Rosie lifted her right index finger: the signal they’d agreed upon for “yes.”

“Now, it’s my belief that this person has something to share with you. They might be able to tell you why you’re finding it hard to give up smoking, or give you the resources or strength you need to break this habit. I’m going to be quiet now while you listen to what they have to say.”

A cloud moved across the sun again, and the room filled with warmth. Ellen could feel her own chest rising and falling in perfect rhythm with Rosie’s. Rosie’s face remained impassive, but she was chewing at her lip.

After a few seconds Ellen spoke again.

“Rosie,” she said. “I’m wondering if you would like to share with me what you’ve learned. It’s entirely up to you.”

For a moment Rosie said nothing and then she spoke. Her voice was a husky, slow monotone.

“I don’t want to marry him,” she said. “That’s why I don’t want to give up smoking, because I don’t want to be married.”
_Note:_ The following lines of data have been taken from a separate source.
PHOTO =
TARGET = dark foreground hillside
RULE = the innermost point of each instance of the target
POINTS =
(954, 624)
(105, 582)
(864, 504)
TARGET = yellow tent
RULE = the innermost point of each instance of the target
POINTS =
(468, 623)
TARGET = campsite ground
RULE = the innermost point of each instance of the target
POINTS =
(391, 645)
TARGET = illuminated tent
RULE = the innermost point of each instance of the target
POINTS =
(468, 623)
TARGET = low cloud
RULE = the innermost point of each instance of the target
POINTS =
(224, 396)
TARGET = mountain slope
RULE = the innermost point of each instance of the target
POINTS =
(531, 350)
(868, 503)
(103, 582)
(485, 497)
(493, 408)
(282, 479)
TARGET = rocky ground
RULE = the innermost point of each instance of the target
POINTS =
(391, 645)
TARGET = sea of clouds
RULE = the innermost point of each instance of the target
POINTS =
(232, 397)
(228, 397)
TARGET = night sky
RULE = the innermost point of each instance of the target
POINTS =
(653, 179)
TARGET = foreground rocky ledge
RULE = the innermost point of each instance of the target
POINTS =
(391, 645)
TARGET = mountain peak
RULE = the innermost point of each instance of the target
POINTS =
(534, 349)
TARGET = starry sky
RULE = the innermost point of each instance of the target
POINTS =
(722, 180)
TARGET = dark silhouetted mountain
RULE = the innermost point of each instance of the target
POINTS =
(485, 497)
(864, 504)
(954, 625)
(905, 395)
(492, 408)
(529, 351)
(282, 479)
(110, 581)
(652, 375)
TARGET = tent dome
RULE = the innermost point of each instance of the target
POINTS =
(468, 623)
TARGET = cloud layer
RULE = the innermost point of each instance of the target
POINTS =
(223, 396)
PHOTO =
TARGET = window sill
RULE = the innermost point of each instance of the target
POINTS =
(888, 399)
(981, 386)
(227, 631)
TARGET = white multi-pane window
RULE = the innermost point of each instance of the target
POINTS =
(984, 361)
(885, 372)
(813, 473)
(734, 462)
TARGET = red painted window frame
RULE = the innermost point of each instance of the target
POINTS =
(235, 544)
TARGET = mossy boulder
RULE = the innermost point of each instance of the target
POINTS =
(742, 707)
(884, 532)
Ellen’s eyebrows shot up, and her eyes went to the cluster of shimmering diamonds on Rosie’s finger.

“I don’t really like him all that much,” said Rosie.

“So, this is my son, Jack!”

Patrick stood in Ellen’s hallway with his hands resting on his son’s skinny shoulders.
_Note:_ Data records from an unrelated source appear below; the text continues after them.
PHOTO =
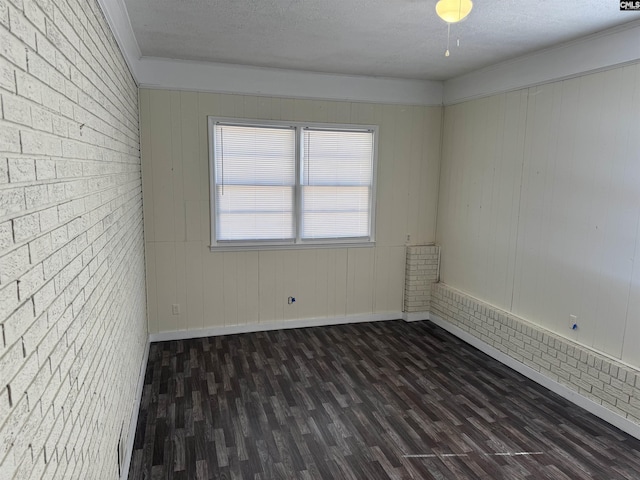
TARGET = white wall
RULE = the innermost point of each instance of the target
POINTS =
(72, 306)
(539, 206)
(244, 288)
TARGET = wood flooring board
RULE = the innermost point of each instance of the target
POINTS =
(370, 401)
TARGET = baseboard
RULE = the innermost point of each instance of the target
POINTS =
(415, 316)
(134, 416)
(263, 327)
(565, 392)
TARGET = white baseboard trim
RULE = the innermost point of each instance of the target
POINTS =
(565, 392)
(263, 327)
(415, 316)
(124, 474)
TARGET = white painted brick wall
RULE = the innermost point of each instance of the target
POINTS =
(603, 380)
(72, 301)
(421, 271)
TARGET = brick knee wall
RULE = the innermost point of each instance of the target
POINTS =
(609, 383)
(72, 300)
(420, 272)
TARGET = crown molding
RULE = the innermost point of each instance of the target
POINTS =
(607, 49)
(117, 16)
(603, 50)
(241, 79)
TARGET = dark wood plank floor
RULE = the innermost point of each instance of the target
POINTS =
(360, 402)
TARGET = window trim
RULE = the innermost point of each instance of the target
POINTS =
(298, 242)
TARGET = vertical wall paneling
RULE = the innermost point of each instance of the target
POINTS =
(251, 287)
(539, 206)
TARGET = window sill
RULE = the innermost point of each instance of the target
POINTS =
(292, 246)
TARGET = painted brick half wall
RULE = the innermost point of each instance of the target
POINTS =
(72, 301)
(421, 272)
(599, 378)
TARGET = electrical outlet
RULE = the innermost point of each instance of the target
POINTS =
(573, 322)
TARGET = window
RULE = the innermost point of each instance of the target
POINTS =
(291, 184)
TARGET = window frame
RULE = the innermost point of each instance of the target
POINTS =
(298, 242)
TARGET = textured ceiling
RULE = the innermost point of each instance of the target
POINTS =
(394, 38)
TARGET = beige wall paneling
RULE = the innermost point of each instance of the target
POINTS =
(152, 286)
(166, 278)
(630, 195)
(161, 165)
(194, 284)
(539, 203)
(147, 178)
(213, 287)
(252, 287)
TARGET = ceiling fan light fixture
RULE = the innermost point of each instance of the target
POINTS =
(453, 11)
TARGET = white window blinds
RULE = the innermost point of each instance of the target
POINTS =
(337, 177)
(255, 180)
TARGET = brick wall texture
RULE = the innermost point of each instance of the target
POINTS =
(421, 272)
(613, 385)
(72, 302)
“Well, hi, Jack! How are you?” Ellen sounded exactly as she’d been afraid she would: like a librarian at story hour.

“Good, thanks.” The boy glanced briefly up at Ellen and then looked away again. He had his father’s slightly almond-shaped pale green eyes. His thick blond hair was long and messy, cut over his ears like a 1960s rock star.

“Good! Well, so … great! I’m hoping you like sausage sandwiches.” To her joyous relief, Ellen had discovered some sausages in the freezer before they’d arrived.

Jack didn’t appear to have heard her. He had his chin down and was tugging at the front of his T-shirt as if he was checking the fabric for strength.

Patrick cleared his throat. “Ellen asked you a question, mate.”

“No she didn’t.”

“Yes, she did. She asked if you liked sausages. You love sausages, don’t you!”

Jack shrugged his shoulders away from his father’s hands. “I don’t love sausages, actually, Dad. Also, she didn’t ask if I liked sausages. She said, I’m hoping you like sausage sandwiches. That’s not a question. It’s like a sentence. See? She said, I’m hoping you like sausage.”

“OK, well…” began Ellen.

“I love pizza. You said I could order a pizza tonight.”

“I said maybe we’d order a pizza tonight, but if Ellen has made sausage sandwiches for you, then that’s what you’re having.” Patrick gave Jack a stern, paternal and somewhat panicky look.

“I haven’t actually made them yet,” Ellen hastened to say. “You can have pizza, Jack, if that’s what you prefer, of course you can.”

“Yeah. Thanks, that’s what I’d prefer.” Jack sighed gustily, as if someone was finally talking sense. “So, can I watch my DVD now?”

“Jack. Please. You don’t need to watch your DVD straightaway. That’s not good manners.”

Ellen saw that Patrick’s cheeks were sucked in as if he was clenching his jaw. He was desperate for Jack to make a good impression on her. Her own nerves vanished.